Nasabah Koperasi BLN Gunungkidul Murka, Dana Rp40 Miliar Tak Jelas Rimbanya

Nasabah Koperasi BLN Gunungkidul Murka, Dana Rp40 Miliar Tak Jelas Rimbanya

Liputan6.com, Gunungkidul – Puluhan Nasabah Koperasi Bahana Lintas Nusantara (BLN) Cabang Gunungkidul, menggeruduk kediaman Ketua Cabang BLN Gunungkidul, Indarti, di Padukuhan Ngerboh 1, Kalurahan Piyaman. Mereka menuntut kejelasan atas investasi yang sudah ditanamkan senilai lebih dari Rp 40 miliar.

Nasabah menuntut pengembalian dana dari berbagai program, termasuk arisan, tabungan umrah, investasi emas, dana tur, hingga skema trading token dan pasar modal. Mereka menyoroti sistem tokenisasi yang dianggap tidak relevan dan menambah kebingungan alih-alih menyelesaikan masalah.

Ketua cabang Indarti diketahui berada di lokasi, namun lebih banyak diam karena mengaku sedang tidak sehat. Komunikasi langsung dengan nasabah diwakilkan oleh Sindari, pengurus cabang BLN Gunungkidul, dan sekretaris cabang.

Dalam mediasi, Sindari menjelaskan bahwa sebagian dana nasabah telah digunakan untuk membiayai sejumlah proyek pemerintah bernilai miliaran rupiah. Akan tetapi, karena sekarang banyak proyek tersebut mengalami efisiensi anggaran—atau bahkan dibatalkan—bagi hasil pun tidak bisa dibayarkan sesuai jadwal.

Sindari juga menyebut bahwa koperasi BLN Gunungkidul masih menunggu arahan dari kantor pusat di Kota Salatiga, Jawa Tengah, yang dipimpin oleh Nicolas Nyoto Noto Negoro.

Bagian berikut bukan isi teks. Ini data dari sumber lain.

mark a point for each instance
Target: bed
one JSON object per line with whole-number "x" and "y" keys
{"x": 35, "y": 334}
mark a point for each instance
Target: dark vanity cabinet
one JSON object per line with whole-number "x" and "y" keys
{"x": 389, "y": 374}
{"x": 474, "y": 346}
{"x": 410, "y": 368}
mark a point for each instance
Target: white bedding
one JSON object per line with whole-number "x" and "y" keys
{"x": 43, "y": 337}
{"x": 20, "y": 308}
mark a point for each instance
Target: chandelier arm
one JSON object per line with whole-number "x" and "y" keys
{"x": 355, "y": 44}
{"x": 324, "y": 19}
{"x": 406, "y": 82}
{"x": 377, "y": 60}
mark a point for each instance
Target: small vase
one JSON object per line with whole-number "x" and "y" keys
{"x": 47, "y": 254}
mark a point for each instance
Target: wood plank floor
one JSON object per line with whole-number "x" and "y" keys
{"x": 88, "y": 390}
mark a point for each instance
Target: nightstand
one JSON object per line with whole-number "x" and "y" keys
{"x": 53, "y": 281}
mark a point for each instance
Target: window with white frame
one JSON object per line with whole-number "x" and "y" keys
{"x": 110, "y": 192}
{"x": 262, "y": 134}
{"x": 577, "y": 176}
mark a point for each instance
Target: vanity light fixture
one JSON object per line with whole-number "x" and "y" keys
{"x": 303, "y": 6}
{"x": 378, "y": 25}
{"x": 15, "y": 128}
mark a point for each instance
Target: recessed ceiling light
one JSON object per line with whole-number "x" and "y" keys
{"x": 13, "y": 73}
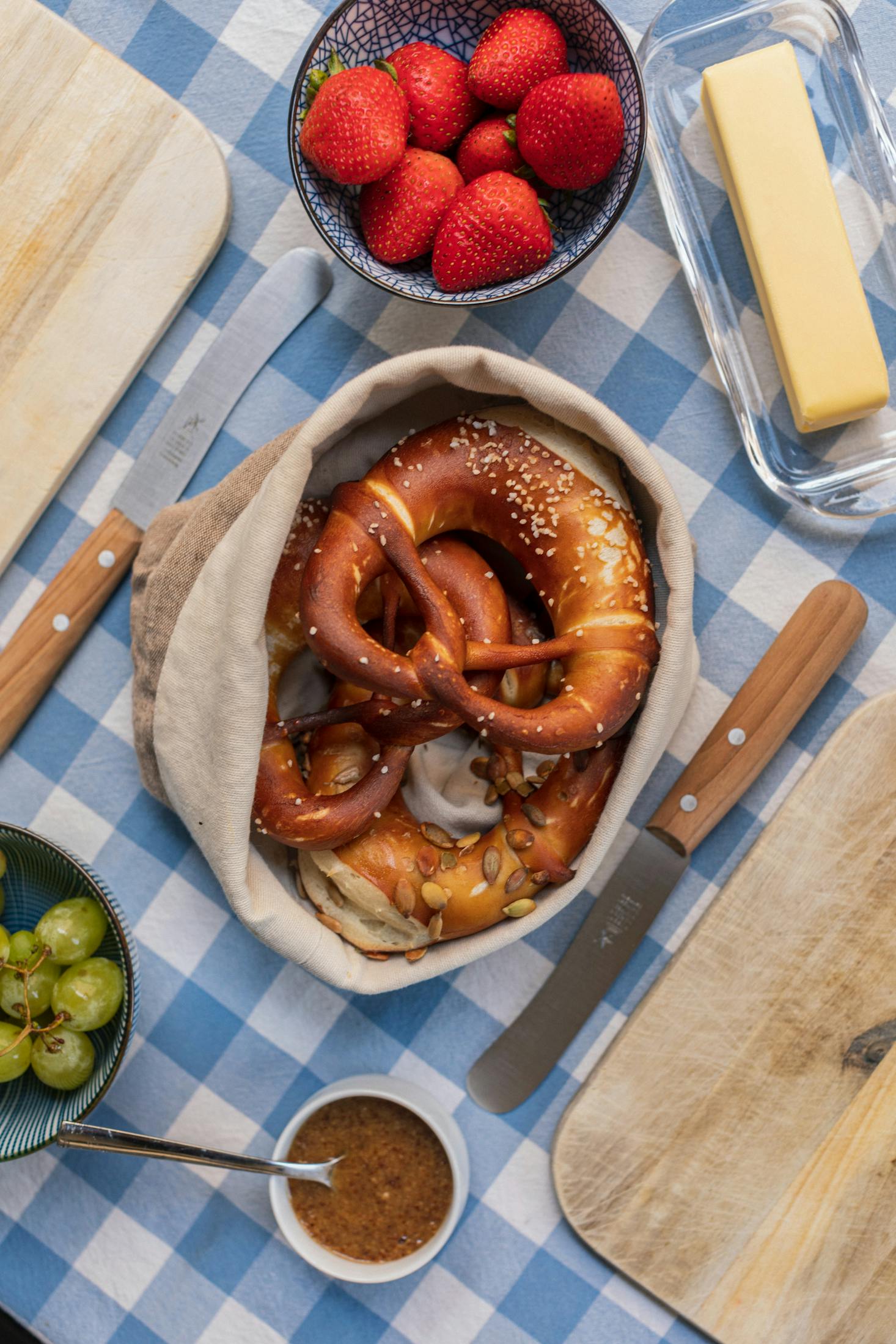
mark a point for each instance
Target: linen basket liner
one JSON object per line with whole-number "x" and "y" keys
{"x": 200, "y": 586}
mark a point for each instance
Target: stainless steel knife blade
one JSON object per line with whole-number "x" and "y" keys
{"x": 523, "y": 1056}
{"x": 771, "y": 700}
{"x": 274, "y": 307}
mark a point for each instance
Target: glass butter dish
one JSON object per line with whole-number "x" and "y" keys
{"x": 843, "y": 472}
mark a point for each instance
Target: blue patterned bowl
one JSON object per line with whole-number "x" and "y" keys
{"x": 364, "y": 30}
{"x": 38, "y": 875}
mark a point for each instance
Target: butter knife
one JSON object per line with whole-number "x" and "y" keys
{"x": 284, "y": 296}
{"x": 758, "y": 721}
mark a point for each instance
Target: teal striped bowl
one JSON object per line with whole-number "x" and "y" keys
{"x": 38, "y": 875}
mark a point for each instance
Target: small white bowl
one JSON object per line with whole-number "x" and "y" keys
{"x": 445, "y": 1129}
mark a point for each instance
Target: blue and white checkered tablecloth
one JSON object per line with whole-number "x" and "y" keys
{"x": 230, "y": 1039}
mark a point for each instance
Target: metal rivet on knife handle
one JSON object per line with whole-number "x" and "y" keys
{"x": 765, "y": 710}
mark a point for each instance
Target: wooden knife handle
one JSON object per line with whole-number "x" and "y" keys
{"x": 766, "y": 707}
{"x": 61, "y": 617}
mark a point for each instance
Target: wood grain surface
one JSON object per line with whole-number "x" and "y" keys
{"x": 735, "y": 1151}
{"x": 113, "y": 199}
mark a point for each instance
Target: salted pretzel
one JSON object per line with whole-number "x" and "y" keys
{"x": 403, "y": 885}
{"x": 284, "y": 806}
{"x": 557, "y": 503}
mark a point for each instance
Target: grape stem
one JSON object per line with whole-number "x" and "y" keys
{"x": 23, "y": 969}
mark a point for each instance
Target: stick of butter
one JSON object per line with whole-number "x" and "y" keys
{"x": 776, "y": 172}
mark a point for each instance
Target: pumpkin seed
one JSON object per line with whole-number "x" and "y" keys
{"x": 437, "y": 836}
{"x": 524, "y": 906}
{"x": 491, "y": 865}
{"x": 426, "y": 861}
{"x": 435, "y": 895}
{"x": 403, "y": 897}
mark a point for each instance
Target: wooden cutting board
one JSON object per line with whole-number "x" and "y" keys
{"x": 735, "y": 1150}
{"x": 113, "y": 199}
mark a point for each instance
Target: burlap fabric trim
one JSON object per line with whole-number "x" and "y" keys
{"x": 200, "y": 672}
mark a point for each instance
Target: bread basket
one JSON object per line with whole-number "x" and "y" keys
{"x": 200, "y": 590}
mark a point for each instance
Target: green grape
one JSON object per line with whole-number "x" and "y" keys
{"x": 62, "y": 1058}
{"x": 18, "y": 1059}
{"x": 41, "y": 983}
{"x": 73, "y": 929}
{"x": 24, "y": 948}
{"x": 89, "y": 992}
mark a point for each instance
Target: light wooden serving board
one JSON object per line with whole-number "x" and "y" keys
{"x": 731, "y": 1152}
{"x": 113, "y": 199}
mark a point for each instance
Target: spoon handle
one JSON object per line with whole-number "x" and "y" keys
{"x": 145, "y": 1145}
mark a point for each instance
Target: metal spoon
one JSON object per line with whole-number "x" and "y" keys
{"x": 144, "y": 1145}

Menurutnya, BLN pusat dianggap masih beroperasi sehat, sehingga ada harapan dana bisa ditarik dari sana.

Di hadapan massa, BLN cabang bahkan berencana menjual aset berupa tanah dan bangunan untuk menyediakan dana pengembalian. Namun ketika ditanya soal tenggat waktu pasti, jawaban yang diberikan sangat umum: menunggu aset terjual. Ketidakjelasan ini membuat para nasabah semakin kecewa.

Sebagian nasabah langsung mengusulkan pembuatan surat pernyataan tertulis dari koperasi, yang menjamin waktu pengembalian dana. Namun, pihak BLN menolak menandatangani karena tidak berani memastikan jadwal pencairan.

Rendra Sujatmiko, seorang nasabah yang juga warga Giring, Kapanewon Paliyan, hadir langsung dalam aksi. Dia mengungkapkan bahwa investasinya lebih dari Rp 100 juta berasal dari dana pinjaman bank.

“Awalnya bagi hasil cair tiap bulan, 4,17 % dari pokok investasi. Tapi sejak Maret 2025, kosong sama sekali. Sekarang bank mulai menagih dan bisa disita asetnya,” kata Rendra.

Nasabah lain bercerita bahwa sebagian dari mereka memilih meminjam uang hingga miliaran rupiah dengan agunan sertifikat tanah atau BPKB mobil, tergiur janji manis investasi, namun kini terlilit utang.